Dijelaskan BPK, dugaan ini mengakibatkan laporan pencapaian realisasi penanaman modal BKPM 2019 tidak memberikan informasi kepada publik secara akurat. Ini berpotensi menyesatkan pihak yang berkepentingan untuk pengambilan keputusan yang strategis.
“Pemerintah harus segera memberikan klarifikasi terkait investasi fiktif ini. Perlu segera diperbaiki sistem dan realitasnya. Jika tidak, temuan BPK ini akan menjadi preseden buruk terhadap investasi dan menjadi kontraproduktif dengan tujuan pembangunan,” ungkap LaNyalla dalam keterangan pers yang diterima awak media pertengahan pekan ini.
Dikatakan senator dari Dapil Provinsi Jawa Timur itu, ada tiga dampak strategis dari manipulasi data investasi ini. Pertama risiko anggaran, dimana dana yang dialokasikan untuk BKPM terbuang jika data realisasi investasi yang dicatatkan tidak sesuai kondisi riil.
Kedua berkaitan dengan pandangan investor. Dengan adanya investasi fiktif tentu saja membuat kepercayaan investor terutama asing terhadap kondisi penanaman modal di dalam negeri menjadi berkurang.
“Sejauh ini banyak investor asing yang mengacu kepada data BKPM. Lembaga internasional juga menggunakan data BKPM untuk menghitung prospek pertumbuhan ekonomi Indonesia,” ujar LaNyalla.
Dampak ketiga, risiko fiskal yakni insentif yang diberikan Pemerintah berisiko terbuang. Artinya, insentif yang diberikan otoritas fiskal tidak tersalurkan dengan tepat sasaran di mana faktanya BKPM memiliki kewenangan untuk merekomendasikan pemberian insentif, baik dalam bentuk tax holiday maupun tax allowance.

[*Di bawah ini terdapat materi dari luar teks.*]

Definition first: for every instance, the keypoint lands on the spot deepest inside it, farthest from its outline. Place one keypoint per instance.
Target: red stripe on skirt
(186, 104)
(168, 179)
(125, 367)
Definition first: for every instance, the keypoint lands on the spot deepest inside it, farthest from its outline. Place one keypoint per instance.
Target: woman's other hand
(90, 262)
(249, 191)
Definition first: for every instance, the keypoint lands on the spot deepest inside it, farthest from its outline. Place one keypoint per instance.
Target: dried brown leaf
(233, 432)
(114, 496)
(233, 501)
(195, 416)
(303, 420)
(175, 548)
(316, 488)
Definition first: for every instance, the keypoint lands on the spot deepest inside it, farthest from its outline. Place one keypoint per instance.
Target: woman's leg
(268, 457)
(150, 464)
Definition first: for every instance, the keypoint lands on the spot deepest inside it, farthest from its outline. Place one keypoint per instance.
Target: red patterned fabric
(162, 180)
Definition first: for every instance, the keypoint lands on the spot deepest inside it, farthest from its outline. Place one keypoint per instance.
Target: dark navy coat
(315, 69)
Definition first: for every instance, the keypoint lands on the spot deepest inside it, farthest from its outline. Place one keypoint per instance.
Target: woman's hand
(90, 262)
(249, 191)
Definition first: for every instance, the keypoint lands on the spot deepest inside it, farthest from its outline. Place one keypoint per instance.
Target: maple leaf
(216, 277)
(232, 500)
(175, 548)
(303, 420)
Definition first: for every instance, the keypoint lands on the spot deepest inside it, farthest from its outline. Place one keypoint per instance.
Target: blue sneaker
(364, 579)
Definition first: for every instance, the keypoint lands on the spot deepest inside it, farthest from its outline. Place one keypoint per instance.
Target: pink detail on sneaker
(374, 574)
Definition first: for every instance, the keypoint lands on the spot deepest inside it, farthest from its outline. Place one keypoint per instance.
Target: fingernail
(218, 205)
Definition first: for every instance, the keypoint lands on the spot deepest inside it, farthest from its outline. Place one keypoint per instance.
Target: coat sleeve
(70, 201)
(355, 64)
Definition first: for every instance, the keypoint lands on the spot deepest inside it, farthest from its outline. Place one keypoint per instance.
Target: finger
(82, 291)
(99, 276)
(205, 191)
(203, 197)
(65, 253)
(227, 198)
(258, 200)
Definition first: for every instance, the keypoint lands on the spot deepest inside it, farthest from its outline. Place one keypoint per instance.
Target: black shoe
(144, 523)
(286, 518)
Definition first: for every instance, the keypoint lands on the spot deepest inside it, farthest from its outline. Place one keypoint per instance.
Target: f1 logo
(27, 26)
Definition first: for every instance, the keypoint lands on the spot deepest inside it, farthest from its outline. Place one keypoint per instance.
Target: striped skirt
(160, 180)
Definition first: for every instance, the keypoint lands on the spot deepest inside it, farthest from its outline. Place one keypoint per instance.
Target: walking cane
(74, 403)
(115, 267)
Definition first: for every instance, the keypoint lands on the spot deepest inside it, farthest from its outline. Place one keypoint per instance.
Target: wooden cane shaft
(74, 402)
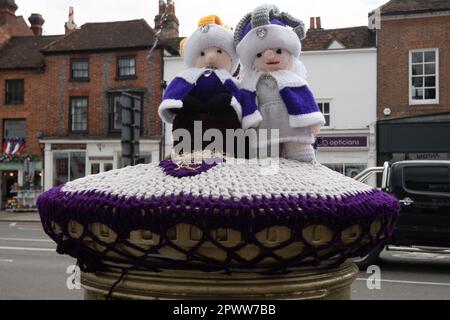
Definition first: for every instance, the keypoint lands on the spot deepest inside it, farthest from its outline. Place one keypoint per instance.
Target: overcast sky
(334, 13)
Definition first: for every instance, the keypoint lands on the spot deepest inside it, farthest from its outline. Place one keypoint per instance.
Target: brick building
(58, 94)
(413, 79)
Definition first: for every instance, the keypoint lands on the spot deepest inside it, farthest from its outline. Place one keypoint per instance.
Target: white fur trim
(217, 36)
(276, 37)
(165, 109)
(237, 107)
(191, 75)
(306, 120)
(252, 121)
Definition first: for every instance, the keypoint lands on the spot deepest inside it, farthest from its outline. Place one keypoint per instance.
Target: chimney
(170, 25)
(70, 25)
(36, 22)
(312, 23)
(8, 7)
(8, 10)
(171, 7)
(318, 23)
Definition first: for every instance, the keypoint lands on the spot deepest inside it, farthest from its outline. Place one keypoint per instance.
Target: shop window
(79, 70)
(325, 109)
(424, 76)
(15, 91)
(68, 166)
(349, 170)
(126, 67)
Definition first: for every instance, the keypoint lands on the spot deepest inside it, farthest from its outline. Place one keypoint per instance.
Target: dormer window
(79, 70)
(126, 67)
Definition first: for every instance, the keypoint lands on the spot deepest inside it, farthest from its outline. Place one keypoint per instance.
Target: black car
(423, 189)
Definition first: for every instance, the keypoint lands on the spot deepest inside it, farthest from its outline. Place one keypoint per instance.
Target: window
(78, 114)
(115, 112)
(427, 179)
(325, 109)
(79, 70)
(424, 76)
(349, 170)
(68, 166)
(14, 129)
(14, 91)
(126, 67)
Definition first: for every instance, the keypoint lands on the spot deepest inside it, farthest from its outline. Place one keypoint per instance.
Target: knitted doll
(206, 91)
(275, 94)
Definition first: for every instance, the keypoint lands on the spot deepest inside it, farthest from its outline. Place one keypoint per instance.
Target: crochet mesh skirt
(223, 215)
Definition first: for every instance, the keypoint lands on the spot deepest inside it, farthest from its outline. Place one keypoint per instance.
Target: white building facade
(344, 82)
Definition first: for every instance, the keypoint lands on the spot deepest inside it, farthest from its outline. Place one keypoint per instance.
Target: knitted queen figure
(275, 94)
(206, 91)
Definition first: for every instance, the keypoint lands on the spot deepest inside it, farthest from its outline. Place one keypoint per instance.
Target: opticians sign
(343, 142)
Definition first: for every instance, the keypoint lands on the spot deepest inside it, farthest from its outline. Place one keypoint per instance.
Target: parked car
(423, 189)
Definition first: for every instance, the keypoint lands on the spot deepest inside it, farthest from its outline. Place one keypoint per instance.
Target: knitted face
(214, 58)
(272, 60)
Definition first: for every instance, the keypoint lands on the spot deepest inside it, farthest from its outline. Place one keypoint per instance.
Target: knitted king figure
(206, 91)
(275, 94)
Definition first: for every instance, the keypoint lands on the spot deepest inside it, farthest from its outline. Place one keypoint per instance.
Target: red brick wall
(31, 111)
(102, 74)
(47, 95)
(395, 40)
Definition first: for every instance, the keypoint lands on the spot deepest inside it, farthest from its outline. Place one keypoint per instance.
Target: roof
(106, 35)
(173, 45)
(24, 52)
(350, 38)
(399, 7)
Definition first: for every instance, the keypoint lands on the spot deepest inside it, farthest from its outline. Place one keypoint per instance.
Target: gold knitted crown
(208, 20)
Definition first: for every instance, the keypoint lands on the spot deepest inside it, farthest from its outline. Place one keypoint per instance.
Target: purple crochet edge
(173, 169)
(158, 215)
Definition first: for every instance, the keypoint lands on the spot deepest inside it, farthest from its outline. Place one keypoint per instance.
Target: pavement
(19, 216)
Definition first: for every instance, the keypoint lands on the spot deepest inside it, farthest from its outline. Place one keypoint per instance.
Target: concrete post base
(332, 284)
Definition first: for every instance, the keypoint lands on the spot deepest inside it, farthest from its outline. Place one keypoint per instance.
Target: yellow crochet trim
(211, 19)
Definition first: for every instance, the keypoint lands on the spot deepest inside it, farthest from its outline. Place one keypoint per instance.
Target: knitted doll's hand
(220, 105)
(192, 106)
(315, 129)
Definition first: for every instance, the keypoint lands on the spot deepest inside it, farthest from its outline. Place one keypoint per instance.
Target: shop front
(20, 172)
(68, 160)
(347, 152)
(414, 138)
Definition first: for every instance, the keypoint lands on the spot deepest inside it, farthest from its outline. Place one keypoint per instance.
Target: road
(31, 269)
(29, 266)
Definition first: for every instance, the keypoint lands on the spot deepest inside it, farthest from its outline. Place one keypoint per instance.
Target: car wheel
(371, 259)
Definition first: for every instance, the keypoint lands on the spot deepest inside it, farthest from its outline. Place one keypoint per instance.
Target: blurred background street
(31, 269)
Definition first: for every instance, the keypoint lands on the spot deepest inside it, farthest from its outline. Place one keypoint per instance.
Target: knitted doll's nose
(211, 57)
(269, 54)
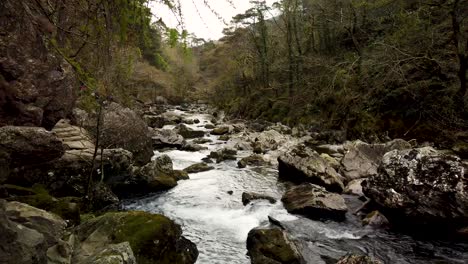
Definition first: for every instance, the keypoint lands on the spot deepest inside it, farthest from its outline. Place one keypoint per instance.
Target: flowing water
(218, 223)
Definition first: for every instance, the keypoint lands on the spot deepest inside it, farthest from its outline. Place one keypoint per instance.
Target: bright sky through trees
(210, 27)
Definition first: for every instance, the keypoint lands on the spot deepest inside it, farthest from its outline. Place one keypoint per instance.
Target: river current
(218, 223)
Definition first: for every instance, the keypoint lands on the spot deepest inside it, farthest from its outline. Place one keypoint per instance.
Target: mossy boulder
(67, 208)
(153, 238)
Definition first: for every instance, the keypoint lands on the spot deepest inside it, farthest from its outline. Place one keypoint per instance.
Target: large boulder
(357, 259)
(20, 244)
(419, 187)
(123, 128)
(304, 165)
(189, 133)
(29, 145)
(223, 154)
(222, 130)
(314, 202)
(37, 86)
(252, 160)
(272, 246)
(248, 197)
(165, 138)
(153, 238)
(362, 159)
(158, 175)
(28, 233)
(68, 175)
(198, 167)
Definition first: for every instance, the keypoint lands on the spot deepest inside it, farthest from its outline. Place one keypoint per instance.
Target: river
(218, 223)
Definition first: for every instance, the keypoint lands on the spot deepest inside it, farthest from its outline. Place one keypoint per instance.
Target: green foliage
(367, 67)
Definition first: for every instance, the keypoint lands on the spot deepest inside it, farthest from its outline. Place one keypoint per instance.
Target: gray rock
(39, 87)
(376, 219)
(354, 187)
(188, 133)
(272, 246)
(29, 145)
(123, 128)
(165, 138)
(248, 197)
(223, 154)
(314, 202)
(421, 187)
(199, 167)
(220, 130)
(252, 160)
(305, 165)
(362, 160)
(158, 175)
(357, 259)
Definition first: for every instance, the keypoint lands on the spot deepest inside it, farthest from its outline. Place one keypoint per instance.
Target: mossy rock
(67, 207)
(153, 238)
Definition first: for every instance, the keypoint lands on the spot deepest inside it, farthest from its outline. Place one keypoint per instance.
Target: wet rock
(152, 238)
(248, 197)
(29, 145)
(188, 133)
(38, 86)
(199, 167)
(103, 197)
(158, 175)
(220, 131)
(165, 138)
(332, 162)
(202, 140)
(180, 175)
(362, 160)
(68, 176)
(224, 137)
(376, 219)
(421, 187)
(252, 160)
(329, 149)
(461, 149)
(124, 129)
(67, 208)
(272, 246)
(50, 226)
(155, 121)
(190, 146)
(188, 121)
(354, 187)
(111, 254)
(20, 244)
(357, 259)
(223, 154)
(73, 137)
(314, 202)
(280, 128)
(305, 165)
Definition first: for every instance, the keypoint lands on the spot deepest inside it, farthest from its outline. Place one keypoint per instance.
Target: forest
(311, 132)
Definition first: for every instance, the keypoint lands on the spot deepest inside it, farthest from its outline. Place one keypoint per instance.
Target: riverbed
(208, 206)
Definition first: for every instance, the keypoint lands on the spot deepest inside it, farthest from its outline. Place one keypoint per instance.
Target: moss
(152, 237)
(38, 196)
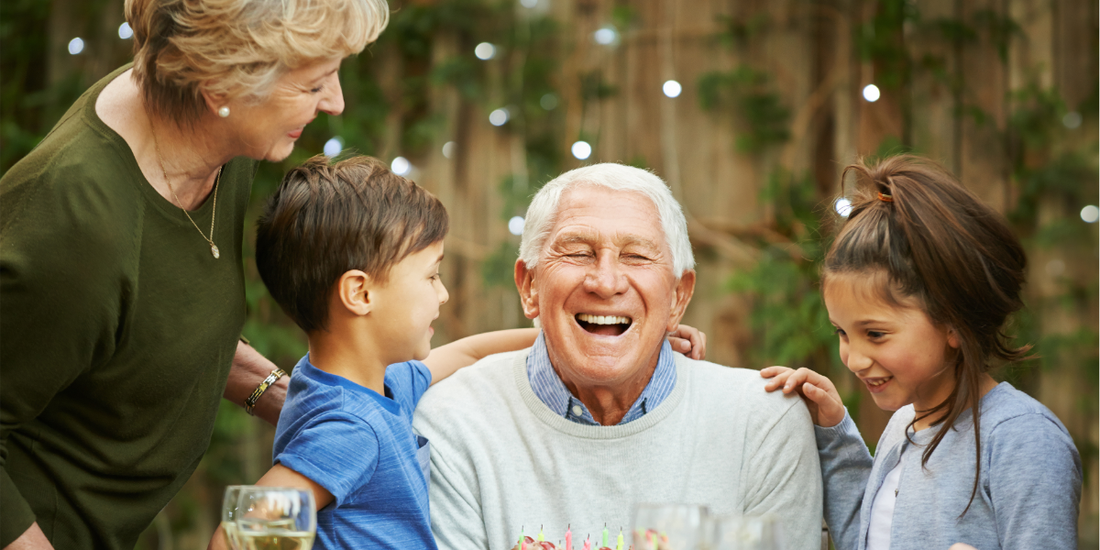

“Karena data yang tidak valid akhirnya banyak obral insentif tidak tepat sasaran, penanaman modal asing yang tidak memenuhi syarat malah mendapatkan fasilitas,” ujar LaNyalla.
Di sisi lain, manipulasi pencatatan realisasi investasi oleh BKPM 2019 Rp 15,22 triliun dapat mengurangi angka penyerapan tenaga kerja dari instrumen penanaman modal. Dua tahun lalu sekitar 2,5 juta tenaga kerja yang diserap dari skema investasi tersebut.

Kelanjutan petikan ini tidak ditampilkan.